El príncipe de Maquiavelo fue una de las muchas obras preocupadas por la batalla de controlar el miedo que se estaba librando por toda Europa en el siglo XVI. El mismo año en que Erasmo había comentado el uso tiránico del miedo, su buen amigo sir Tomás Moro (filósofo, abogado y más tarde lord alto canciller de Inglaterra) publicó el libro Utopía, en el que una república de una isla imaginaria se convierte en un vehículo para criticar las instituciones políticas contemporáneas y poner en evidencia los peligros del sectarismo religioso, los enfrentamientos civiles y la desigualdad social. En muchos aspectos, la Utopía de Moro es una sociedad extraordinariamente liberal, a pesar de su dependencia de esclavos para «todo el trabajo rudo y sucio» y la constante vigilancia de los ciudadanos por parte del Estado con el fin de garantizar la disciplina.15Es una democracia representativa, regida por un príncipe electo; no existe propiedad privada ni dinero, y los enfermos son tratados en hospitales públicos. No obstante, el miedo desempeña un papel importante en la mancomunidad ficticia de Moro. Si bien los ciudadanos de Utopía gozan de libertad religiosa, el miedo al juicio de Dios se considera indispensable; los ateos que no conocen el miedo no pueden ocupar cargos públicos. Como dice Moro, «si uno solo teme la persecución y no espera nada tras su muerte, siempre estará intentando eludir o infringir las leyes de su país, con el fin de conseguir sus intereses».16

El orden social en Utopía resulta depender de que la clase adecuada de temor se equilibre con la clase adecuada de intrepidez. Mientras que el temor religioso se considera motivacional, el miedo a la inanición y a las necesidades materiales básicas se juzga inaceptable porque desestabiliza la sociedad. En la época en la que Moro estaba escribiendo, los temores espirituales y materiales se habían desbaratado peligrosamente por toda Europa dislocando ese delicado equilibrio. Había nacido el mundo distópico del pánico moderno, junto con un impulso de signo contrario para diseñar una nueva clase de Estado capaz de contenerlo.

 

Estas nuevas ideas acerca de los usos y abusos de diferentes tipos de miedo surgieron en el momento preciso en el que la unidad de la cristiandad se hallaba bajo amenaza. Por toda Europa, la autoridad de la Iglesia católica estaba siendo impugnada por los disidentes y los defensores de la reforma. En 1517, Lutero escribió sus Noventa y cinco tesis, una lista de quejas contra el papado que precipitó una disputa teológica que pronto se transformaría en un movimiento secesionista radical. Entre sus quejas con respecto a Roma figuraba la venta de indulgencias, que a mediados del siglo XV estaban siendo emitidas como pequeños formularios impresos, pagarés que se asemejaban a cheques en blanco con espacios reservados para el nombre del comprador y la fecha de adquisición. En una creativa artimaña generadora de dinero gestionada por la Iglesia desde 1476, incluso era posible comprarlas para los familiares difuntos.

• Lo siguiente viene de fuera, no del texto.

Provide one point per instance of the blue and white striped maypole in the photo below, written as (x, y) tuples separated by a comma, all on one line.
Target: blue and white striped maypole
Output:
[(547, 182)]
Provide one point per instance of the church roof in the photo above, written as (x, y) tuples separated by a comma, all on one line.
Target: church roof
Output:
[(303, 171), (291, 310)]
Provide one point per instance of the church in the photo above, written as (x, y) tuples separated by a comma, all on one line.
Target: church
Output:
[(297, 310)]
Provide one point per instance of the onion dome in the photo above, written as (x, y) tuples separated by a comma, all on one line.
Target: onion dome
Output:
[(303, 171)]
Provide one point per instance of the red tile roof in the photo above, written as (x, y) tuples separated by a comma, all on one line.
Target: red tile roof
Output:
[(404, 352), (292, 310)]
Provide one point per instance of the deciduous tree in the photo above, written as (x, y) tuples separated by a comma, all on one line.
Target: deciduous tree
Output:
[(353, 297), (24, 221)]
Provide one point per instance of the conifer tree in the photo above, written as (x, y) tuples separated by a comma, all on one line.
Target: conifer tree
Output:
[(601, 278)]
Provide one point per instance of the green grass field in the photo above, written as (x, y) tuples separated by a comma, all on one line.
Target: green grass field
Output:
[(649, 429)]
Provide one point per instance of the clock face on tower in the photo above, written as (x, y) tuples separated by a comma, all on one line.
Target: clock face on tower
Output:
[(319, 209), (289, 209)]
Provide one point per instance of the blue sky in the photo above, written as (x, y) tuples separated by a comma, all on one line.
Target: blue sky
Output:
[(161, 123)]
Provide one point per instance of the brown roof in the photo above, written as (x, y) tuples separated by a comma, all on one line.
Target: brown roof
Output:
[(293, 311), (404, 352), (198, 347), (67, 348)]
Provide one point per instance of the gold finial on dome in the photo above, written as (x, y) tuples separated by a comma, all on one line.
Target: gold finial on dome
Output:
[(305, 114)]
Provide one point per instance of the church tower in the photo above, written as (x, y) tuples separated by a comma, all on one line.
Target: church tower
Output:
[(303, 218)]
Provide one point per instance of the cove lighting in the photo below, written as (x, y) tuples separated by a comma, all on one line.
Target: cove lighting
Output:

No tardaron mucho en plantearse otras demandas por parte de facciones protestantes rivales, incluidas las encabezadas por Calvino y Ulrico Zuinglio en Suiza.17«Por desgracia, me temo que el Evangelio puede involucrarnos en una guerra mortífera», escribió Erasmo en 1529. Un año después predecía que «la larga guerra de palabras y panfletos pronto será librada con alabardas y cañones».18

Para entonces ya se había desatado la violencia. En la guerra de los campesinos en el oeste y el sur de Alemania, impulsada por el desafío protestante a la Iglesia católica y encabezada por el predicador Thomas Müntzer, estos habían sido derrotados y quizá hasta cien mil de ellos fueron masacrados. El propio Müntzer fue capturado, torturado y ejecutado en 1525. Y en los años posteriores a la publicación de Utopía, el mecenas de Moro, Enrique VIII, rompió con Roma y consolidó su poder como cabeza de la recién fundada Iglesia anglicana. Moro, católico devoto, fue hallado culpable de traición y decapitado en julio de 1535. Con el objetivo de impedir la propagación de esa herejía protestante, el papa Pablo III creó la Suprema Congregación Sagrada de la Inquisición Romana y Universal en 1542, con la misión de enjuiciar a los acusados de delitos heréticos.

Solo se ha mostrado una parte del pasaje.